Die Verbindung zwischen dem Daimler-Konzern und den arabischen Investoren beschränkt sich nicht nur auf die finanzielle Beteiligung. Sie ist vielmehr langfristig und strategisch angelegt. Die Organisation "Young Arab Leaders" (YAL) unterhält seit 2005 eine Kooperation mit der Daimler AG, in deren Rahmen junge arabische Führungskräfte in verschiedenen Konzernbereichen des Stuttgarter Unternehmens durch dreimonatige Praktika (das Programm heißt: "Arab European Internship Exchange") Erfahrungen in einer anderen Kultur sammeln und Kontakte zu Daimler-Führungskräften aufbauen. YAL wurde 2004 vom Premierminister der Vereinigten Arabischen Emirate und Herrscher Dubais, Sheikh Mohammed bin Rasid al Maktoum, dem jordanischen König Abdullah II. und dem Kronprinzen des Königreichs Bahrain, Prinz Salman Bin Hamad Al-Khalifa, ins Leben gerufen.
Vom Vorstandsvorsitzenden der Daimler AG, Dr. Dieter Zetsche, wurde Sheikh Sabah Al-Ahmad Al-Jaber Al-Sabah im Mercedes-Museum empfangen.
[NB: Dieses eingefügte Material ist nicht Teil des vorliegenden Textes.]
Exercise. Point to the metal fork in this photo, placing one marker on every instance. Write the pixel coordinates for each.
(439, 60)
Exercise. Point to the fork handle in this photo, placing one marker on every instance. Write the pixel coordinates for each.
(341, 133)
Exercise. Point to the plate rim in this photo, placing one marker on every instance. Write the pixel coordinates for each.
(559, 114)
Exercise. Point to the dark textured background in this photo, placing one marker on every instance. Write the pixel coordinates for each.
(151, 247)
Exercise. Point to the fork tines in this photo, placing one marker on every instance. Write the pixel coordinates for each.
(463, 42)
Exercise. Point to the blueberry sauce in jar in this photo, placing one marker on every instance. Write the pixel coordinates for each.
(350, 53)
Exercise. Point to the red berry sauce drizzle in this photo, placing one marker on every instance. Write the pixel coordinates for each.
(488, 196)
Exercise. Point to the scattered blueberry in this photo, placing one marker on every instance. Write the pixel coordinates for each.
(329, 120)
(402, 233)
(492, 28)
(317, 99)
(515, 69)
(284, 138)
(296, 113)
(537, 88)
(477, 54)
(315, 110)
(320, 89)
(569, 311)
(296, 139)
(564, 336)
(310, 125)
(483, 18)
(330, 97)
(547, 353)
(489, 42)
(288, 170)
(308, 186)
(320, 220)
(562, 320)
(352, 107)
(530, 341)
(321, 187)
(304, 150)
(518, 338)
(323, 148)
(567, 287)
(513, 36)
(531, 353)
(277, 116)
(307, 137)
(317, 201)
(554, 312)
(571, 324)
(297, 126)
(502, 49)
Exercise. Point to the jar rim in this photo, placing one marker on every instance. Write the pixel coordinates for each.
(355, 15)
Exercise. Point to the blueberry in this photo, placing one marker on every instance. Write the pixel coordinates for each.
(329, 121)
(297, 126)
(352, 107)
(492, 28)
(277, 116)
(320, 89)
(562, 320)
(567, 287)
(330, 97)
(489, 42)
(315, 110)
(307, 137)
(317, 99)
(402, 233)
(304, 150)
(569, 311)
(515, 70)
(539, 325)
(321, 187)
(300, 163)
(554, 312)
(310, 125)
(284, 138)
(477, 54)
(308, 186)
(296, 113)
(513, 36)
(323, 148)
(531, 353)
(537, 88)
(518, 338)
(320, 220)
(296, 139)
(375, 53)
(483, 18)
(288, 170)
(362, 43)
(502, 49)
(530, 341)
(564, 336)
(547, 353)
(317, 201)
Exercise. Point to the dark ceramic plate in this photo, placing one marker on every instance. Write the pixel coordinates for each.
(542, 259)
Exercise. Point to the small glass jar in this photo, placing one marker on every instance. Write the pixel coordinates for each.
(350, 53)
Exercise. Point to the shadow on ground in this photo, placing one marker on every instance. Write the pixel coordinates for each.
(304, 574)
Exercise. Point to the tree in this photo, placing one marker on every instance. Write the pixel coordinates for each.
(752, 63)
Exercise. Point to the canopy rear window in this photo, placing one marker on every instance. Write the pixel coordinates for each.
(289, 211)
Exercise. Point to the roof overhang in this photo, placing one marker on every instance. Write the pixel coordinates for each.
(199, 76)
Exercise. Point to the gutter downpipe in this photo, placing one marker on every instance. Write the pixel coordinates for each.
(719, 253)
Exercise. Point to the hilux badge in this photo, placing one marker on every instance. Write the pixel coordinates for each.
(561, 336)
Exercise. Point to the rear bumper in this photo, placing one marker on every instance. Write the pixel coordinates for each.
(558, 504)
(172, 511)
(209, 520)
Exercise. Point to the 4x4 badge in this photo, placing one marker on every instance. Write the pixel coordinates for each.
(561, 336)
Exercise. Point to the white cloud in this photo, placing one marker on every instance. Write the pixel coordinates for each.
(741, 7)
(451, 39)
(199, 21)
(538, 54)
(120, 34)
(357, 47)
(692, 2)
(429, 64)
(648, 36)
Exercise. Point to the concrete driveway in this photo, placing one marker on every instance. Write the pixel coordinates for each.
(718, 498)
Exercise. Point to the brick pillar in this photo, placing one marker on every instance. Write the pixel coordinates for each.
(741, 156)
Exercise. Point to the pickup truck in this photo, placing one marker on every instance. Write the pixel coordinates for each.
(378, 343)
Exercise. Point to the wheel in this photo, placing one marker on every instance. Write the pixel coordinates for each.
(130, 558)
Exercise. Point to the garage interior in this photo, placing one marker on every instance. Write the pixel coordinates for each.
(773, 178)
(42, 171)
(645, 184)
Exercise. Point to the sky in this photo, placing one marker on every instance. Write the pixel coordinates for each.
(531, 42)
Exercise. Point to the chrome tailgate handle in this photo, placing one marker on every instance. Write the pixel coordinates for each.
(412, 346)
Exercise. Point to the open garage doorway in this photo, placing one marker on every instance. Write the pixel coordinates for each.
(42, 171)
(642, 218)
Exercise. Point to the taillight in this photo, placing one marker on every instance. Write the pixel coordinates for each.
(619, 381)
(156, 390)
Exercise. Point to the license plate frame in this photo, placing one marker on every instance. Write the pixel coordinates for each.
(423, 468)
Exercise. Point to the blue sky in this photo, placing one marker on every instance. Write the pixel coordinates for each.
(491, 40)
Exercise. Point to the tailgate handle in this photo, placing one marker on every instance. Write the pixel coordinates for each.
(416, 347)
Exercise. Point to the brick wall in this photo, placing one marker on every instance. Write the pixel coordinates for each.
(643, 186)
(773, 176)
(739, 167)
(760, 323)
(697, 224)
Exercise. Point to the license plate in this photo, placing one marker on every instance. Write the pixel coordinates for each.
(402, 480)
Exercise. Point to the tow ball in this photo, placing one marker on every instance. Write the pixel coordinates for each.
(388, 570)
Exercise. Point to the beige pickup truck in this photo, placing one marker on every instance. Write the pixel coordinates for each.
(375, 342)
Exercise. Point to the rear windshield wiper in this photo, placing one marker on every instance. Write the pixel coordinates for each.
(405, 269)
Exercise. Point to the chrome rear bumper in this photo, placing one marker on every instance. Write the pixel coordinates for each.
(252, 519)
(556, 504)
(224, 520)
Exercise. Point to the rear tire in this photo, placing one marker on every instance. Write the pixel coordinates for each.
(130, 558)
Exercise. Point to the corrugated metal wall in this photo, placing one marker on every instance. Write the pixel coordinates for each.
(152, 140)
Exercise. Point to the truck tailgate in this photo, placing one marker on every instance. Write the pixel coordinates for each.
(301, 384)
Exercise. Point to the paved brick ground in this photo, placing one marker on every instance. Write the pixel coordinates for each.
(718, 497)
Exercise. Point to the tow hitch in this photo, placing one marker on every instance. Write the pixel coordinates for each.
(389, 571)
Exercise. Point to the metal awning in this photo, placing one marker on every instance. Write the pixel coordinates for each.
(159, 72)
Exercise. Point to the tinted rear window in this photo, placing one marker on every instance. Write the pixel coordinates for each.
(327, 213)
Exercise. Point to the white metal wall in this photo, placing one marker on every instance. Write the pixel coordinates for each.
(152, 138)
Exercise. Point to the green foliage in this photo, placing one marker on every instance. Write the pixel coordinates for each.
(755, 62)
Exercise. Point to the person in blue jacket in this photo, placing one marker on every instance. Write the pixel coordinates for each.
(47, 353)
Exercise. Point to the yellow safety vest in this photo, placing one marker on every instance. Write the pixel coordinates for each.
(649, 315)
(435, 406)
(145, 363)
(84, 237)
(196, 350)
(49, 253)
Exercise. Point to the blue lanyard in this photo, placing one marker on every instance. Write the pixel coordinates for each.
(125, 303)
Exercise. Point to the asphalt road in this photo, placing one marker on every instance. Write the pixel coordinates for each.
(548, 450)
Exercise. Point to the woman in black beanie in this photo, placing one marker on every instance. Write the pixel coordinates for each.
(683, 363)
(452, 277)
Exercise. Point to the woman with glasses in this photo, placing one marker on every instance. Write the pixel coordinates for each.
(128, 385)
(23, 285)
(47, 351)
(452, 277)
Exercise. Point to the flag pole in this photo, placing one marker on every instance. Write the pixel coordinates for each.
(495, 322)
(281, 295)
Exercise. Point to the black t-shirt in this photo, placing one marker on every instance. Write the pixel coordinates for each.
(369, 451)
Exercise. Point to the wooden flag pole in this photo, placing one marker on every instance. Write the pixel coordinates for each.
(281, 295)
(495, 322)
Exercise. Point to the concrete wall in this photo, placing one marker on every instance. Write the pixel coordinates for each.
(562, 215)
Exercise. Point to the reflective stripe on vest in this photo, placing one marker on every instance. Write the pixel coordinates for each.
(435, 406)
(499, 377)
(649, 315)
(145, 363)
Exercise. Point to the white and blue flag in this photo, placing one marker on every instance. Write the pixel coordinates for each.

Der hohe Gast informierte sich im Mercedes-Technologiezentrum in Sindelfingen über die neuesten Produkte des Unternehmens und besuchte die Mercedes-Teststrecke in Bad Cannstatt.
Für Baden-Württembergs Hauptstadt sind Besuche von Gästen vom Ranges eines Emir von Kuwait eher selten. Erwähnenswert fanden die "Stuttgarter Nachrichten" in ihrer Berichterstattung kurioserweise die für Stuttgart wohl ungewöhnlichen Staus und Verkehrsstockungen, die die polizeieskortierte Wagenkolonne der kuwaitischen Gäste auf ihren Fahrten zwischen den Besuchsorten, ihrem Logis im Hotel "Le Meridien" und dem Flughafen mit sich brachten.